By the mid-1700s, peaches were so plentiful in the United
States that botanists thought them to be a native fruit. Currently
California, South Carolina, Georgia and New Jersey account for 3/4 of U.S. peach production. New York grows over 2000 acres of
peaches, over a 25% is located in the eastern portion
of the state.
Clingstones vs. Freestones:
There are 2 types of peaches, clingstone and freestone. With clingstone peaches, the flesh “clings” to the "stone" (the pit), making it difficult to separate. As clingstone varieties retain their flavor and texture during processing, they are more suitable to canning and value added products.
The pit of
freestone peaches separates easily from the flesh, making it ideal for fresh
consumption. Freestone peaches are generally larger than clingstones
with a firmer, less juicy texture.

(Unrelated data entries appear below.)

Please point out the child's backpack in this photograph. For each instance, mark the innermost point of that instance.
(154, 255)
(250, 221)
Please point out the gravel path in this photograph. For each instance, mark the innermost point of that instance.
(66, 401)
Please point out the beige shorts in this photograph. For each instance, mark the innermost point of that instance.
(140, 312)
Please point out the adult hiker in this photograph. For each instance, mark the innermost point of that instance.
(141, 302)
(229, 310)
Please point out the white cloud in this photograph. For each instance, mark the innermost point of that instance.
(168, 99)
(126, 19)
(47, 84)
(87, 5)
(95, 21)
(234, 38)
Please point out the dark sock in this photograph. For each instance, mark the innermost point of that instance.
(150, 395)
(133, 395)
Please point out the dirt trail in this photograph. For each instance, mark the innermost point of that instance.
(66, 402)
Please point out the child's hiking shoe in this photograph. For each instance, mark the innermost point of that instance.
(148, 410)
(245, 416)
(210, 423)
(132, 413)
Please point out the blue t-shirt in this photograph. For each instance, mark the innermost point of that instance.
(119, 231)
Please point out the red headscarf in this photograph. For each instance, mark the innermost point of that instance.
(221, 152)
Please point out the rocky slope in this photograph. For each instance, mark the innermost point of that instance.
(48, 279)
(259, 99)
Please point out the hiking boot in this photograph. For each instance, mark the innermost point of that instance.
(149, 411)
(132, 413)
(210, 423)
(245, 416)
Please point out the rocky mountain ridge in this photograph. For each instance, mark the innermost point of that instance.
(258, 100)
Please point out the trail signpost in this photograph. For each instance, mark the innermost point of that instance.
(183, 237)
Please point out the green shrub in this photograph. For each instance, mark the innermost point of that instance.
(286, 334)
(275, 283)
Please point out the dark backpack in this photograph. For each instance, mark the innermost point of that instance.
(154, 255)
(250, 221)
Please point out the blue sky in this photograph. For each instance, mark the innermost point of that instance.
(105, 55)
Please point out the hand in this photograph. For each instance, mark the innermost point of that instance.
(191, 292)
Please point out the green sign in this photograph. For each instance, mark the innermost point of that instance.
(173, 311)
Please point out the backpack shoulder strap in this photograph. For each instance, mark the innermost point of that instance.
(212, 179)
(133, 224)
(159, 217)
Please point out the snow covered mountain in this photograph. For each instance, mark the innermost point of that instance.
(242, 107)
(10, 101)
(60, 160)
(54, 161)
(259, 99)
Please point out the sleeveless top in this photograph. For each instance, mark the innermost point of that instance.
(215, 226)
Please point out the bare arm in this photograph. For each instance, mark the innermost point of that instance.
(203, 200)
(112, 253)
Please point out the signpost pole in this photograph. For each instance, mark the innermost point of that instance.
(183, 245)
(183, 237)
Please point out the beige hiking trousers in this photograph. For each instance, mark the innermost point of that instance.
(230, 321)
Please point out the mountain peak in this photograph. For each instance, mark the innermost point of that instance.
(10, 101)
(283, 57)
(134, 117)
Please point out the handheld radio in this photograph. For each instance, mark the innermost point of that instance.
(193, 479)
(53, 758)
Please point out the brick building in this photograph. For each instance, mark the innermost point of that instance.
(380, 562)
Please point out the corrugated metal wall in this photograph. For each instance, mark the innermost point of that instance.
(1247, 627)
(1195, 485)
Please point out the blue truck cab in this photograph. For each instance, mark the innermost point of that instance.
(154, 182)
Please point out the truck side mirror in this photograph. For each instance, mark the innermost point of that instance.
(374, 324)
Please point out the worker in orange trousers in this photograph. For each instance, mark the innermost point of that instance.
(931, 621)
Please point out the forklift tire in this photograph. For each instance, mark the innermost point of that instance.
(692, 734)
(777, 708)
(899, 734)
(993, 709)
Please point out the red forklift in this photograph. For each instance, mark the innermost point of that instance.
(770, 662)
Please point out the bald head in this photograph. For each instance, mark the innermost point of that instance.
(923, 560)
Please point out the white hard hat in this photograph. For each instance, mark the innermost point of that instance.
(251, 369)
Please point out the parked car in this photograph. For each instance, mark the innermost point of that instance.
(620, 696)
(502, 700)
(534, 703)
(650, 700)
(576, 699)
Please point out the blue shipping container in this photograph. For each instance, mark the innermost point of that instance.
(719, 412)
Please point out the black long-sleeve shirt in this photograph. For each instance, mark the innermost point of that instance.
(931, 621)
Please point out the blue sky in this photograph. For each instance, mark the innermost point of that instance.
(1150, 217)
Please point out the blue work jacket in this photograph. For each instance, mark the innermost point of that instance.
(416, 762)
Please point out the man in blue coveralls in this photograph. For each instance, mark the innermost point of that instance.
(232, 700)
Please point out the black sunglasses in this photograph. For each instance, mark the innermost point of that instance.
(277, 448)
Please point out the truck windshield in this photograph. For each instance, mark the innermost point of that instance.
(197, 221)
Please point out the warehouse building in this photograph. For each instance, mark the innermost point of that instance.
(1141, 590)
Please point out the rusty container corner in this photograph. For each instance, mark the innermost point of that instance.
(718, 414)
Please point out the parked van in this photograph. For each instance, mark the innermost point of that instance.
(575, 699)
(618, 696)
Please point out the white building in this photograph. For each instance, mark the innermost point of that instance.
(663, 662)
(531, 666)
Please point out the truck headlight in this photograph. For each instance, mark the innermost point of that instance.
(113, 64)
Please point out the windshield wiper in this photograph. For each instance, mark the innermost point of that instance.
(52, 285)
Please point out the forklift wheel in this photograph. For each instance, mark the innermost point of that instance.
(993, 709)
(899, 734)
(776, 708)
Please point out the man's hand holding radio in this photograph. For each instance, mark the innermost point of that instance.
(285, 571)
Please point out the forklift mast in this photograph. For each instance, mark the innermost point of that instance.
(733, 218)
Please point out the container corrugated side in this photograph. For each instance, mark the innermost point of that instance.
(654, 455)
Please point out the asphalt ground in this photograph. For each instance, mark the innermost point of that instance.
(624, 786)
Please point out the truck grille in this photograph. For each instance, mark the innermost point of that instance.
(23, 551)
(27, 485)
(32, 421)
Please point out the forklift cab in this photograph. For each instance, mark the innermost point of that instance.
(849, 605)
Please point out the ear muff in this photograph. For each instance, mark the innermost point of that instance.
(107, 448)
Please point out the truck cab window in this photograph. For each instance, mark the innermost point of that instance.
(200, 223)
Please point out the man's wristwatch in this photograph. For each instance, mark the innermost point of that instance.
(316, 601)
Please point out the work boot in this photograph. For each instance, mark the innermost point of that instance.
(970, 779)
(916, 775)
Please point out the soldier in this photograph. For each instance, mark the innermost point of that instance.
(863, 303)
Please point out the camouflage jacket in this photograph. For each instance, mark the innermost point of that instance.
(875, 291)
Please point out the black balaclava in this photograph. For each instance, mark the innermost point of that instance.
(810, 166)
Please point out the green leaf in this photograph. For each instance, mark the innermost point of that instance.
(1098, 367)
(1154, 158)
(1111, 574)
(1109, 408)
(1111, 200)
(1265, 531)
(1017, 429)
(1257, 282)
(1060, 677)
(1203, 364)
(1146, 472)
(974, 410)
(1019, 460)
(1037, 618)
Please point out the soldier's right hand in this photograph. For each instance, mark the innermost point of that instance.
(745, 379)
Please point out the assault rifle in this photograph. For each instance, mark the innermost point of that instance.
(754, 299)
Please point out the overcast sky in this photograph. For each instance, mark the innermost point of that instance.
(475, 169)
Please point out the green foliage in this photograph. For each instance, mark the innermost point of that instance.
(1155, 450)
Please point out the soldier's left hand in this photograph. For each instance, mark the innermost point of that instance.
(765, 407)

While most commonly eaten fresh,
these peaches may also be frozen and dried.
Annual consumption had dropped to 8.8 pounds per person in the last two decades due to the customers' frustration with mealy textures, fruit browning and lack of sweetness. But this frustration has actually helped improve demand for local, NY produced peaches - there is simply nothing like a tree-ripened peach.
Over the last 20 years, Cornell research and extension projects have helped growers increase yields and fruit quality by increasing tree densities and improving labor efficiency. We estimate that profitability of new high density orchards is 100 to 300% greater than the traditional low-density orchards.